The governance intervention that none of the above can substitute for is the simplest to state and the least likely to happen. A national emergency of this magnitude requires a government with the political authority to ask its people for things. That means creating an emergency national council that draws on technical expertise and civic leadership beyond the existing coalition. It means being honest with the public about what the summer will bring, which no government that fears its own people can bring itself to do.
The Legitimacy Problem Has No Technical Solution
When a government asks its people to endure wartime sacrifice, to pay more for petrol and less for food and keep their children home from school, it needs standing to ask. The standing comes from one source: the reasonable belief of the governed that the government making the request was formed by their decisions.

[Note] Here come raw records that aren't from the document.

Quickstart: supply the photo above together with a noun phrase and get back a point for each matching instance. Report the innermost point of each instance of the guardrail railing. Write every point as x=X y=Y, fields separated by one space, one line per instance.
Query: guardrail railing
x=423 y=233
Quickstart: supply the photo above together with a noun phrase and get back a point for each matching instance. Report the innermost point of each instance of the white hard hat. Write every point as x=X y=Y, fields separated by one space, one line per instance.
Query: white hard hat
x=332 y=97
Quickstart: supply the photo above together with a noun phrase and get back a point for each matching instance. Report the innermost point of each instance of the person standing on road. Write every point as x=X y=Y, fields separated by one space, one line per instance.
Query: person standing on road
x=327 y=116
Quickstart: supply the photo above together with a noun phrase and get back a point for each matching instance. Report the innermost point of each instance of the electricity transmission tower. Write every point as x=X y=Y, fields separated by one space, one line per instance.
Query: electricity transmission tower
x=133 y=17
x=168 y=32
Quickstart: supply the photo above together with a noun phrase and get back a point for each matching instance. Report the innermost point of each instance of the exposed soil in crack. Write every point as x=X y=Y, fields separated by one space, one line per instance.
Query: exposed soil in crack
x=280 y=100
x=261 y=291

The Shehbaz Sharif government does not have that standing, and the reasons are part of the public record. The February 2024 election was conducted with the internet shut down on polling day. Vote counting was stopped on election night in multiple districts and resumed hours later with results that differed significantly from the tallies recorded at polling stations. The Commissioner of Rawalpindi admitted in public that the results in his division were manipulated under his watch. The US, UK, and UN Secretary-General António Guterres all called for investigations. The Brookings Institution’s analysis of the election noted that Pakistan had been downgraded to authoritarian regime status for 2023 by the Economist Intelligence Unit, and that the incoming coalition would function as a junior partner to the military establishment. The election commission went silent.

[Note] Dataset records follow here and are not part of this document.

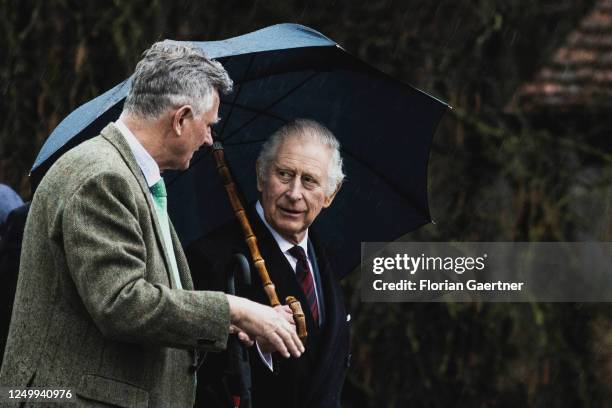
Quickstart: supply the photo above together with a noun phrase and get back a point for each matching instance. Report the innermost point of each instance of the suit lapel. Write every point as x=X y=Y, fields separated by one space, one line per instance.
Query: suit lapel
x=114 y=136
x=280 y=271
x=181 y=260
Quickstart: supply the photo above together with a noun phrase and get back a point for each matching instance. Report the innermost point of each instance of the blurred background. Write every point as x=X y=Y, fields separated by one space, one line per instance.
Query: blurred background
x=525 y=155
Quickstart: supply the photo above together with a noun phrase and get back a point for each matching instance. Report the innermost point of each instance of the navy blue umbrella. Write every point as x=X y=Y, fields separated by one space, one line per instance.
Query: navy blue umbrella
x=280 y=73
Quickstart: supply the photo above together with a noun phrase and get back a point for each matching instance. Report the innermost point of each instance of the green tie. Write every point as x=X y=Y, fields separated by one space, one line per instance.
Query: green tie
x=158 y=191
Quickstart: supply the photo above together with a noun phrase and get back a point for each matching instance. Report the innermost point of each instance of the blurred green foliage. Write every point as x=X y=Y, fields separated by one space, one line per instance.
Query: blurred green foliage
x=494 y=175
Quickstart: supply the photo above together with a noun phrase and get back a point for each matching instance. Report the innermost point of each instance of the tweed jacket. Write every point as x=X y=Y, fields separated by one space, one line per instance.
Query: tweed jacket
x=94 y=308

The coalition that emerged from that process is now the government asking Muhammad Zubair the plumber to cancel his Eid plans and asking farmers in Punjab to absorb fuel prices that make the harvest barely viable. The political economy of shared sacrifice requires a government that people believe made decisions on their behalf. This one was not formed by those people’s decisions, a fact that has not been forgotten by the people being asked to sacrifice, whatever the government’s communications strategy implies.

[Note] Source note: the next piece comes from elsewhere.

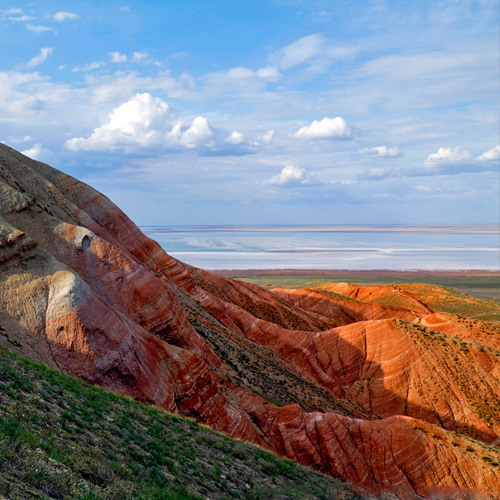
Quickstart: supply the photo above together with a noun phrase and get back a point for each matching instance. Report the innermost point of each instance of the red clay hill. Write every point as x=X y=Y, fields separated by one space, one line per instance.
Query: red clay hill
x=395 y=396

There is a harder version of this problem that goes beyond the specific circumstances of one election. Pakistan’s governance failure is not an anomaly produced by 2024. The military’s role in the formation and removal of successive governments, the systematic weakening of civilian institutional capacity, the hollowing out of state competence across seven decades of rotating power, the dependency on the IMF that requires keeping the population fiscally constrained enough to manage the current account — none of this began with the current administration and none of it will end with it. The current crisis is acute precisely because the chronic conditions left no margin for a shock of this magnitude. The hard-won current account surplus of 2025 took fourteen years to produce. The war in Iran threatened it in five weeks.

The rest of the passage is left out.